Schiff base and its complex derivatives, especially heterocyclic amine family, have been an

important field in drug research and development due to their broad bioactivities such as

antitumor, antibacterial, and antiviral activities [1,2]. These complexes also have applications in

clinical, analytical and industrial fields, in addition to their important roles in reversibly binding

oxygen in epoxidation reactions [3], biological properties [4] catalytic role in hydrogenation of

olefins [5], photochromic properties [6], analytical determination [7] and organic synthesis [8].

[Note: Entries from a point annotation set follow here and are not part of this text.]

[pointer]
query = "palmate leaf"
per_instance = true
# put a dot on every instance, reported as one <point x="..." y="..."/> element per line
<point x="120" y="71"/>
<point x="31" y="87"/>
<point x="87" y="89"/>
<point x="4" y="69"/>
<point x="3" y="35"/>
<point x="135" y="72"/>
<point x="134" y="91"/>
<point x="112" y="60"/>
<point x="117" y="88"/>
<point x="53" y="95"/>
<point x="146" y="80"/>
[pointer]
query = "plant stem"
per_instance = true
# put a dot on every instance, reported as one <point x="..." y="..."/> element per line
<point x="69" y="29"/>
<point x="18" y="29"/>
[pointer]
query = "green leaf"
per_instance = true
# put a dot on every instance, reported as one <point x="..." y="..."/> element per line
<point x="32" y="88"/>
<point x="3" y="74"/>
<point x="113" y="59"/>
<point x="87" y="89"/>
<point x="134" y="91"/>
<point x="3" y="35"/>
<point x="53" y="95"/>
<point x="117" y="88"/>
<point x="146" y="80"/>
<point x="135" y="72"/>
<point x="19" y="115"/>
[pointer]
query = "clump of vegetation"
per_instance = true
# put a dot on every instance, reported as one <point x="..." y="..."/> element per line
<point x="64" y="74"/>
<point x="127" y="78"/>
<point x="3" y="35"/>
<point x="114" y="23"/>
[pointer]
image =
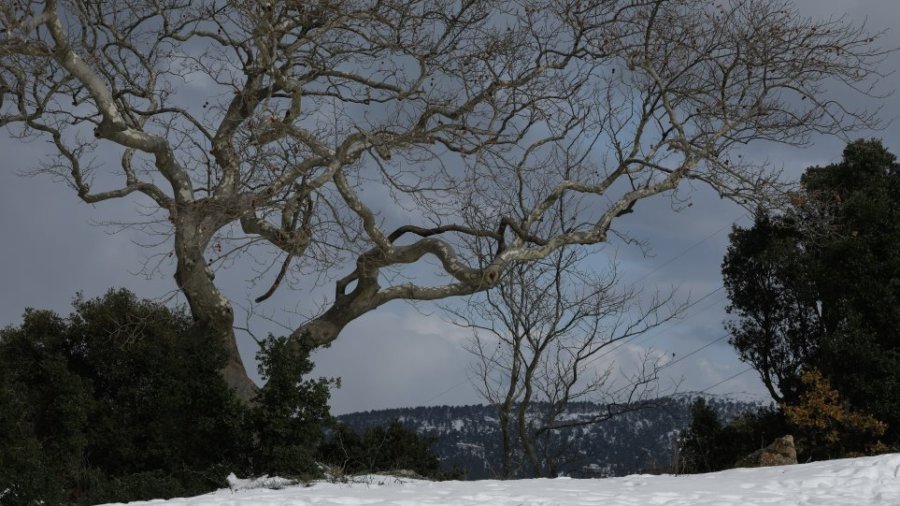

Recently group XII metal complexes, which contain a stable d10 electronic configuration, have

received a lot of attention in the fields of inorganic chemistry, biochemistry and environmental

chemistry [9,10]. Also d10 complexes with polydentate ligands have been considerably

investigated as potential luminescent materials [11]. There is substantial interest in the

coordination chemistry of cadmium and mercury because of the toxic environmental effect

caused by them. Therefore mobilization and immobilization of these chemicals in the

environment, in organisms, and in some chemical processes have been found to depend

significantly on the complexation of these metal ions by coordination with nitrogen donor

ligands [12].

There have also been reports on the antibacterial properties of mercury as well as cadmium

and it is also used in medical fields [13,14].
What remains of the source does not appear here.